Re: How is this measured?
I'd wager from your answer that I know a bit more about what marketing is than you do. Marketing is not "lying to the public by overinflating your sales figures in a way that will be readily spotted and land you in terrible trouble and is completely pointless because you already make cash and profits at truly epic rates and so there is no value greater than the cost in behaving this way".
Marketing is understanding what your customers will really value and then ensuring they are clear about how you are delivering against that. If you want a technical definition, here's one with some input from an HBS marketing prof, too:
"Marketing is the management process through which goods and services move from concept to the customer. As a practice, it consists in coordination of four elements called 4P's: (1) identification, selection, and development of a product, (2) determination of its price, (3) selection of a distribution channel to reach the customer's place, and (4) development and implementation of a promotional strategy.
As a philosophy, marketing is based on thinking about the business in terms of customer needs and their satisfaction.
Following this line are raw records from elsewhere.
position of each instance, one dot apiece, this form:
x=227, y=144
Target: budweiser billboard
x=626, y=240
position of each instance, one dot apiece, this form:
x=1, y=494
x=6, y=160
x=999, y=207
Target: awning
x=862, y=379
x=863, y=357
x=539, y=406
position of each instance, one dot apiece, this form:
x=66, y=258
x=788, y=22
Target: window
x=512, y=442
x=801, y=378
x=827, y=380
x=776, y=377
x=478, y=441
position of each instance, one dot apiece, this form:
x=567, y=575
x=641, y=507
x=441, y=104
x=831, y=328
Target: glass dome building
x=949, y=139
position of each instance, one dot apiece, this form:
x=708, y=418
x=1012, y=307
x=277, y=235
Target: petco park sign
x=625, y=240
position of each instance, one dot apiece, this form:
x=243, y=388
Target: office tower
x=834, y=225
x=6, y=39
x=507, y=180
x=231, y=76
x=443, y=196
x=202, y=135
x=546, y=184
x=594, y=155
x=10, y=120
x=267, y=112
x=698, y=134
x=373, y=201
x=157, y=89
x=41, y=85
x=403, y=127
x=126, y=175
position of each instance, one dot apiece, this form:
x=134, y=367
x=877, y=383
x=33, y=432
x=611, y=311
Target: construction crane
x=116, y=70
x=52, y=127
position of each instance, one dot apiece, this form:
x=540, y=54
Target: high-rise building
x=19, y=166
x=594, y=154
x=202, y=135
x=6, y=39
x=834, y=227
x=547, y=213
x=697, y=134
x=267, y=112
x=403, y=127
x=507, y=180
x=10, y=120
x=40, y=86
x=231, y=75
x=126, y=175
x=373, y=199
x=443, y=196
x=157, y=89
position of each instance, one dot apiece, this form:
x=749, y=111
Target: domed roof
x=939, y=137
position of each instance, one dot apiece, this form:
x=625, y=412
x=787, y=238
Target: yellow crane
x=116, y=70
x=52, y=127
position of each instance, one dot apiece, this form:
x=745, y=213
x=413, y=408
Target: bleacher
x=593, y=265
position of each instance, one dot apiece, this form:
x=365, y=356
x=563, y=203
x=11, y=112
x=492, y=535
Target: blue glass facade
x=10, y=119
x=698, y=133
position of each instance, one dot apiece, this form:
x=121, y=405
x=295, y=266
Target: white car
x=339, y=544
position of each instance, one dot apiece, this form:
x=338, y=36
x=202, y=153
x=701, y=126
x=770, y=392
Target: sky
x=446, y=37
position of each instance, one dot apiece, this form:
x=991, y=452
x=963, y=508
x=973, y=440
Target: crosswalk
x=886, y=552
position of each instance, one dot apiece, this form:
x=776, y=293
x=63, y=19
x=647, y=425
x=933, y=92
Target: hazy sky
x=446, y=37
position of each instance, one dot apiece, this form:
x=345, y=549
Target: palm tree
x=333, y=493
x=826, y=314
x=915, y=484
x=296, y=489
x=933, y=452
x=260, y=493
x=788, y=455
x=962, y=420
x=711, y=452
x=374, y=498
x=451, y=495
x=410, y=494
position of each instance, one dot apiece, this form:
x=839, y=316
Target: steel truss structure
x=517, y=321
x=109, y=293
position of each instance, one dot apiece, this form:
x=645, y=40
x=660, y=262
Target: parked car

Marketing differs from selling because (in the words of Harvard Business School's emeritus professor of marketing Theodore C. Levitt) "Selling concerns itself with the tricks and techniques of getting people to exchange their cash for your product. It is not concerned with the values that the exchange is all about. And it does not, as marketing invariably does, view the entire business process as consisting of a tightly integrated effort to discover, create, arouse, and satisfy customer needs."